A Market-Integrated Response to an Emergency in Kyrgyzstan

man standing in farm field with livestock
November 03, 2011

In an article published on the Humanitarian Practice Network, Mercy Corps' Robin Currey, Meghan Neumann, and Patrick Eckford detail market-integrated emergency response in the post-conflict provinces of Osh and Jalal-Abad in southern Kyrgyzstan.

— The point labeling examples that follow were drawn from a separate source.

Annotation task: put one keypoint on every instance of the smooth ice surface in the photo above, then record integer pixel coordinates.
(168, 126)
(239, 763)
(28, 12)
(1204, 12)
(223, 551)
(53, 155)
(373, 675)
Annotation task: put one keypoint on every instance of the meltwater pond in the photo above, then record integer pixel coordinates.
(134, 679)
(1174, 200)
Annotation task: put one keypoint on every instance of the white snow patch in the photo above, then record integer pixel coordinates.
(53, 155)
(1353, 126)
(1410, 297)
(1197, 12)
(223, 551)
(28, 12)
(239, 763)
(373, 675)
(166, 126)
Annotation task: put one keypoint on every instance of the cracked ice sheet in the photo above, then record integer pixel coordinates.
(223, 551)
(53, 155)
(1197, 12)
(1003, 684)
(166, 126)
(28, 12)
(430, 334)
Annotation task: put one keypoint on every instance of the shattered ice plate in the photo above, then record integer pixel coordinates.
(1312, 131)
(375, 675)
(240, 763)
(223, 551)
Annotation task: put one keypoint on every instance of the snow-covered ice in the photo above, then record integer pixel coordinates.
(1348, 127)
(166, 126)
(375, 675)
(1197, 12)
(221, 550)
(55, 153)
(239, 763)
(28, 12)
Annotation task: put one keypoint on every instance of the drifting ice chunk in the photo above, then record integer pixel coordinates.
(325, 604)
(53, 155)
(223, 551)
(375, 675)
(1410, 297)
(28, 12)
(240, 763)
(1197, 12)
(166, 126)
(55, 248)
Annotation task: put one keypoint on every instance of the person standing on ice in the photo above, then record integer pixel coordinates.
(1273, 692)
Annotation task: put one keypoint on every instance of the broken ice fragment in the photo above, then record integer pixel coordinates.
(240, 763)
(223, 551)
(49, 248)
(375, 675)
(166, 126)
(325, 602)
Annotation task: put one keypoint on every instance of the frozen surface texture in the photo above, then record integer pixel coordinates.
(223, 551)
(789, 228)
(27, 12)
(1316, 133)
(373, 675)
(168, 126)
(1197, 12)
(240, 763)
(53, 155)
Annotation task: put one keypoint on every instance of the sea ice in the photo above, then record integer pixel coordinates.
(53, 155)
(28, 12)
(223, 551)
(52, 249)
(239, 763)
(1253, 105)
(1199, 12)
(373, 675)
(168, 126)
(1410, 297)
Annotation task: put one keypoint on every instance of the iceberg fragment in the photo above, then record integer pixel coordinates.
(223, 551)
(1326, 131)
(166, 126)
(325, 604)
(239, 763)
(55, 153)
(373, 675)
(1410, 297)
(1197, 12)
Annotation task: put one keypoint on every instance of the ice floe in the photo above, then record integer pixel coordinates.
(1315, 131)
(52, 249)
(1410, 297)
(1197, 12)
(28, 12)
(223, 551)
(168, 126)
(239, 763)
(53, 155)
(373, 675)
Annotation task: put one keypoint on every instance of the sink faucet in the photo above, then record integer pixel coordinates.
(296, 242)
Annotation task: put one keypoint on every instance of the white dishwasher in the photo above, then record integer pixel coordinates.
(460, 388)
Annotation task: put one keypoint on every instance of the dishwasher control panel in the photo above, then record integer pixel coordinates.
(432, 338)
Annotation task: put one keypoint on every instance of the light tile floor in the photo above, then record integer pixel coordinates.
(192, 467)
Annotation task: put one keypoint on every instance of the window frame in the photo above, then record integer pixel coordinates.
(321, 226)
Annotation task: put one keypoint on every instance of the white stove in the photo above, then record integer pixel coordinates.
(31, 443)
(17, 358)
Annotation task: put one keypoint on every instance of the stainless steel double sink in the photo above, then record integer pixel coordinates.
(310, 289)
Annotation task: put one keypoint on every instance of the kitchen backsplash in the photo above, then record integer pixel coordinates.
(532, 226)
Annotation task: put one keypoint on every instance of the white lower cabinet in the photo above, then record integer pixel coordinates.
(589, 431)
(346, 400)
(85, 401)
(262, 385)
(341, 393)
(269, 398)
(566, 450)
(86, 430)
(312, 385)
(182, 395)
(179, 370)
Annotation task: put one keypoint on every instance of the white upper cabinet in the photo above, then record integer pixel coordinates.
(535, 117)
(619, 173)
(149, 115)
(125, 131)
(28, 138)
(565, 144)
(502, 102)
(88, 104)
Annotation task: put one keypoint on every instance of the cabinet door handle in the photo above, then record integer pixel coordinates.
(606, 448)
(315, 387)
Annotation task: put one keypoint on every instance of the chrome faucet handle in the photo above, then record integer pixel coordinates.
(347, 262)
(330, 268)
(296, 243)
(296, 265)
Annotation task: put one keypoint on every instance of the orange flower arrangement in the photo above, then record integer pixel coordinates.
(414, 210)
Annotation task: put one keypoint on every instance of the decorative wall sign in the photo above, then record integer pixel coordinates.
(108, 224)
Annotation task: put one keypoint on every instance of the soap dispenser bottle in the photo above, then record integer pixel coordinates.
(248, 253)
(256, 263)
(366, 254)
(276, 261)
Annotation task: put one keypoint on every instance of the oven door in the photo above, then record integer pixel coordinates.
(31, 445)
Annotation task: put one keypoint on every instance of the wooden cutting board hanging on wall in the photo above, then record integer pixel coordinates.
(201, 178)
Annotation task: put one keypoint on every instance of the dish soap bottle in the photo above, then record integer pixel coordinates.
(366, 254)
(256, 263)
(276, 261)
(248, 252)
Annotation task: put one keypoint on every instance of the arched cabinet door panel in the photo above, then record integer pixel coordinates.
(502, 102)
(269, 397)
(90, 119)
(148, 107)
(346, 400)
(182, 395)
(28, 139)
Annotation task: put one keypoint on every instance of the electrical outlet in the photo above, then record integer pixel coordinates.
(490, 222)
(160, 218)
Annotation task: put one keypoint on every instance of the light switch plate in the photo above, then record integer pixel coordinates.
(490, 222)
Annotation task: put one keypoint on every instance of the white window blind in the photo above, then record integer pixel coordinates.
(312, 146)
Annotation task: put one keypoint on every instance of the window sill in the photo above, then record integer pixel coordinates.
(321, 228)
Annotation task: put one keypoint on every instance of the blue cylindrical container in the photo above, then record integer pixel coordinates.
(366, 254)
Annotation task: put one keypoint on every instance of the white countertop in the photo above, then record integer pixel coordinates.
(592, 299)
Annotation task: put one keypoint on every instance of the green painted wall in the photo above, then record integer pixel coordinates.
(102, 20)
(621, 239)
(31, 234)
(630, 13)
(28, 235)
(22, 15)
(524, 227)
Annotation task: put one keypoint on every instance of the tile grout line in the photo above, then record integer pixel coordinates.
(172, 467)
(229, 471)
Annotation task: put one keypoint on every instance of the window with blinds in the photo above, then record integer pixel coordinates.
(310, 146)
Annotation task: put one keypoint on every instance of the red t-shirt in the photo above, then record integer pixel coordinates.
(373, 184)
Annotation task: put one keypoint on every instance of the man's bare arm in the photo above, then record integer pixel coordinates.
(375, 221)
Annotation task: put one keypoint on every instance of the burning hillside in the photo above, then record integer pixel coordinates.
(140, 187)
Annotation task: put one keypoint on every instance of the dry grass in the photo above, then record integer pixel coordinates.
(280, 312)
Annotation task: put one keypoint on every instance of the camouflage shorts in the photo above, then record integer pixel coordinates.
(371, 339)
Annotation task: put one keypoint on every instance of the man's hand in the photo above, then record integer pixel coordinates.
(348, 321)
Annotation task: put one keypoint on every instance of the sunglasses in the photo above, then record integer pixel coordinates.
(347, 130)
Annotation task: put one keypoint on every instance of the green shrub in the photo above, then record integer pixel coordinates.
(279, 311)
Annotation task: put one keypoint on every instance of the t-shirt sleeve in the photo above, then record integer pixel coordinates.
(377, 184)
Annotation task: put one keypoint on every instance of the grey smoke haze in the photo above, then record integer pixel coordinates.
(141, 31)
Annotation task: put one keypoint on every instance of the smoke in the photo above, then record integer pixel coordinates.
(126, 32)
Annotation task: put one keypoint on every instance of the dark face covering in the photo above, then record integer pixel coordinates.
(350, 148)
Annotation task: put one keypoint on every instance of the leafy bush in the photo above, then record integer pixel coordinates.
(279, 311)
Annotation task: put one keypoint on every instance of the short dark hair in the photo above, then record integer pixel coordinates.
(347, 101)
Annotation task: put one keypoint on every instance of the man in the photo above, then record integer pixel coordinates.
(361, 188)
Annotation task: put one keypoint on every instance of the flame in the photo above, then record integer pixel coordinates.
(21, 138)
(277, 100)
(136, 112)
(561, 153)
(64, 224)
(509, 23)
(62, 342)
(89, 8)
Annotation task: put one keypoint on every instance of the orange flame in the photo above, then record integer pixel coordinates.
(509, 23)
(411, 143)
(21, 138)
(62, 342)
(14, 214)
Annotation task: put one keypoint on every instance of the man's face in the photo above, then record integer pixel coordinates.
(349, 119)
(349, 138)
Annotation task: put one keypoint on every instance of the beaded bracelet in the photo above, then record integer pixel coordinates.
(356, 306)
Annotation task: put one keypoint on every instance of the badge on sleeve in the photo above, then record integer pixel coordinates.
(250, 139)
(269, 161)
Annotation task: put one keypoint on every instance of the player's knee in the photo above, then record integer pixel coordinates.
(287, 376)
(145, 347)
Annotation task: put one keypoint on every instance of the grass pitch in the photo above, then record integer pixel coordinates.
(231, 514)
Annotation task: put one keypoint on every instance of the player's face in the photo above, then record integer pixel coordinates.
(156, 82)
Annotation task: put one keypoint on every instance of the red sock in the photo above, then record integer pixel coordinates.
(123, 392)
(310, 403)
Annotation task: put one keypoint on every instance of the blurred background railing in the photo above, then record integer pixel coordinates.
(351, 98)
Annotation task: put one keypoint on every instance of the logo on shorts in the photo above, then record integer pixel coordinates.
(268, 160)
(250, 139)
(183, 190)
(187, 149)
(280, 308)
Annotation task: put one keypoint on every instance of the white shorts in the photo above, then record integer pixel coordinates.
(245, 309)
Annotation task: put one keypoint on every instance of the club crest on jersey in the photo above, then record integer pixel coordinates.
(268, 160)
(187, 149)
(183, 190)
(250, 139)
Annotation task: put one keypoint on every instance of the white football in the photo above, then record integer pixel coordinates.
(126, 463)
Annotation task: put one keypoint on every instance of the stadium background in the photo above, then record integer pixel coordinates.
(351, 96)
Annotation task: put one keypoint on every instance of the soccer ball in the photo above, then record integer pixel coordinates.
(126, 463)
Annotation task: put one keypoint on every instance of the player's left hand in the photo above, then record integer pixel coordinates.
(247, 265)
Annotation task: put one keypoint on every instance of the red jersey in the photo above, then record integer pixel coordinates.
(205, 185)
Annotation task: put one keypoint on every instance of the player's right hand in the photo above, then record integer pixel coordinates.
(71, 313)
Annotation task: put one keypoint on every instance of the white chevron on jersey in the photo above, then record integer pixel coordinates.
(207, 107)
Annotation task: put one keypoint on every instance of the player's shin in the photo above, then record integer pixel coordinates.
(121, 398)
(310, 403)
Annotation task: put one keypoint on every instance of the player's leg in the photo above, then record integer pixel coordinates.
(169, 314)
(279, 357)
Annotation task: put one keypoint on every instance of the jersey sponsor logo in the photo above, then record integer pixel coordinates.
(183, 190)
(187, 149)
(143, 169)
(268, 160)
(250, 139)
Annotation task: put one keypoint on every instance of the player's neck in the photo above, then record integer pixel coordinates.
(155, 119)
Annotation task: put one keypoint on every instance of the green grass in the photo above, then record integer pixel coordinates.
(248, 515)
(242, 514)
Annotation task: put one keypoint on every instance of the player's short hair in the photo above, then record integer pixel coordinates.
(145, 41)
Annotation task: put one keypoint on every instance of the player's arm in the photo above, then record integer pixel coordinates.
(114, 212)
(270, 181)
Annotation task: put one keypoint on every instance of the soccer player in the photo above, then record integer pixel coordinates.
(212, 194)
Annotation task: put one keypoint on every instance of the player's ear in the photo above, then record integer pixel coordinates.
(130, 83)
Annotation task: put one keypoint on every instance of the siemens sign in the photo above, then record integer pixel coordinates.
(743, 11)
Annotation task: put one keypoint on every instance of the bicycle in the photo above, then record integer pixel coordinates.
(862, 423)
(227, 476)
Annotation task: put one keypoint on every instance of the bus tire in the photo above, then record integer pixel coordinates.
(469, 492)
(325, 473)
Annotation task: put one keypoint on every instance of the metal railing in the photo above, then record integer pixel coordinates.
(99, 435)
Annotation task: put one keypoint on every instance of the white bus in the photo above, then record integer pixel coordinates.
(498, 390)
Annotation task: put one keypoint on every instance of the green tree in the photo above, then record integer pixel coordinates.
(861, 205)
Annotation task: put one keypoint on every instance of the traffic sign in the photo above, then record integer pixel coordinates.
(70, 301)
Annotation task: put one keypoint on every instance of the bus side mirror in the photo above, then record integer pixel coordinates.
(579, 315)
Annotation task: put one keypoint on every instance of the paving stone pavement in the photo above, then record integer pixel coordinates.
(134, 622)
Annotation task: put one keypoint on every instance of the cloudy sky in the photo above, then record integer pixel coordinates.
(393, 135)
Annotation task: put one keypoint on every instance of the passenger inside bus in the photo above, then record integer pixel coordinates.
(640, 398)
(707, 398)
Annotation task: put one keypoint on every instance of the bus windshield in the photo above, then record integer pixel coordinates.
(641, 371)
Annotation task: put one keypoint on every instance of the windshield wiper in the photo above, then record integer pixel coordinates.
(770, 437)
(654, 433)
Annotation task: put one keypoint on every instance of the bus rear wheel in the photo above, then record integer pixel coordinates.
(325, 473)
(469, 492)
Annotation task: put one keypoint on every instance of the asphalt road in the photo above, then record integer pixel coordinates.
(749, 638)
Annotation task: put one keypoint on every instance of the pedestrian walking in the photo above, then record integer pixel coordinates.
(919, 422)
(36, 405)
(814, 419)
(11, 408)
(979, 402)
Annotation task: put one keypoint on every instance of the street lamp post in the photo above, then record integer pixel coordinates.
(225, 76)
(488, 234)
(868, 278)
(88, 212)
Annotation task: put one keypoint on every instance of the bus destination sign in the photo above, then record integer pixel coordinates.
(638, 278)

Mercy Corps has been working in Kyrgyzstan since 1994, focusing on micro-entrepreneurship, food security, small-holder farming and livestock development, and conflict mitigation. Established in 2004 through the consolidation of five Mercy Corps-affiliated micro-credit agencies, Kompanion, a community development financial institution specializing in group lending, now employs over 1,000 staff, has 94 offices and is Kyrgyzstan’s largest micro-finance institution, per number of customers. In June 2010, conflict erupted in Osh and Jalal-Abad provinces of southern Kyrgyzstan. Thousands of households lost family members, homes and possessions, as well as business assets. When the conflict broke out, over 45,000 of Kompanion’s 109,900 clients were in the affected areas. Many of these clients needed credit relief quickly and additional assistance to recapitalize their businesses. Robin Currey, Meghan Neumann and Patrick Eckford (all Mercy Corps team members) wrote an article on the emergency assistance Kompanion provided for its clients and the mechanisms put in place to provide it. Kompanion and Mercy Corps implemented programming designed to spur livelihood recovery for micro-entrepreneurs in southern Kyrgyzstan. This is in line with the organization’s commitment to responding to short-term needs while remaining aware of and focused on long-term development processes and opportunities to ‘build back better’. This was Kompanion’s first emergency relief intervention, and its model of emergency response is applicable to other micro-finance institutions (MFIs) and development organizations working in post-conflict contexts.